The fantasy of water is that it can make itself to be the whole of the river. That there can be no rocks, banks, obstacles, directions, no bounding solid to make the river itself, only the water as if cutting the course through space. The water images it to be flowing across the milky way, like the figure-eight in Mario Galaxy, bounded by its own will to move forward against all costs. At the same time, the fantasy of the bank is that it can remain stable in ownership of the water. That its meandering won’t take the banks on which houses are built, that the loping s-curves won’t crumble and be remade through that grove, that the rocks making the bottom, making the little trickling falls, won’t erode into a smoothness and then a nothingness over time. The fantasy of the river is dual and contradictory, each part imagining itself to be not only independent, but in opposition to and eternally existing beyond its opposite.

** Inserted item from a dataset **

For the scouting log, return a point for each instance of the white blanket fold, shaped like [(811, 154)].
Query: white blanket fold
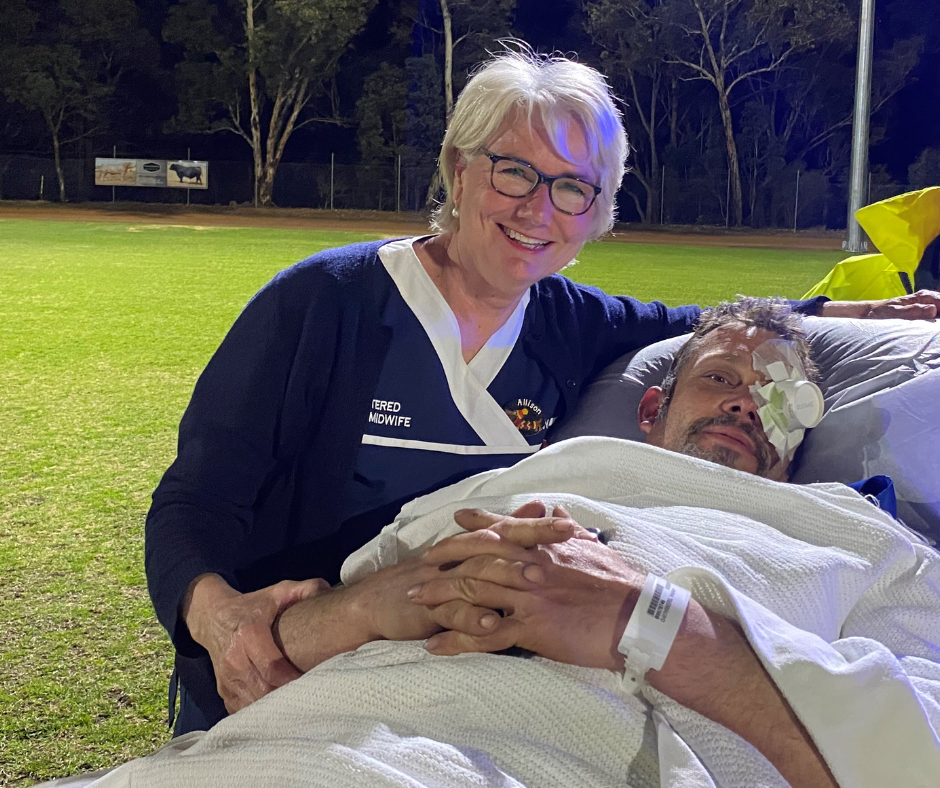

Beside the city of Las Vegas, a dam-made lake begins to run dry. Beneath the southern plains, pumps over an ancient aquifer begin to suck fumes. On the emerald isle, fields long thought eternal begin to go fallow. With a lifespan of only eighty years, few realize the immensity of history, the periods that rose and fall in descriptions now relegated to footnotes, despite magnitudes easily reaching out own. Over a thousand years, the fertile crescent reigned, crumbled, unified, broke apart, and finally fizzled out. The modern nation of China only makes itself after the cauldron of four thousand years fused an ever-decreasing plurality of warring kingdoms into the Imperial mass known today. Very few truly desire immortality, in fact, the common desire is for its opposite, a crunching, not an expansion of time. The terror of entropinous decline is a terror of being denied the glory, apocalypses of triumph or defeat unrealized. In brilliantly colored Victorian paintings, Rome feels like a pair of rapturous orgasms, an explosive expansion before götterdammerung, and if one squints, one can almost imagine it being a single lifetime. The fear most common is not that eternity should never come, but that eternity should be made so painfully present. That Rome should fall in a slow, barely noticeable decline. That Rome should rise in a steady expansion. The fear has never been of change, but of lack of it, a fear of dying too soon, of living too slowly, to feel the raptures imagined.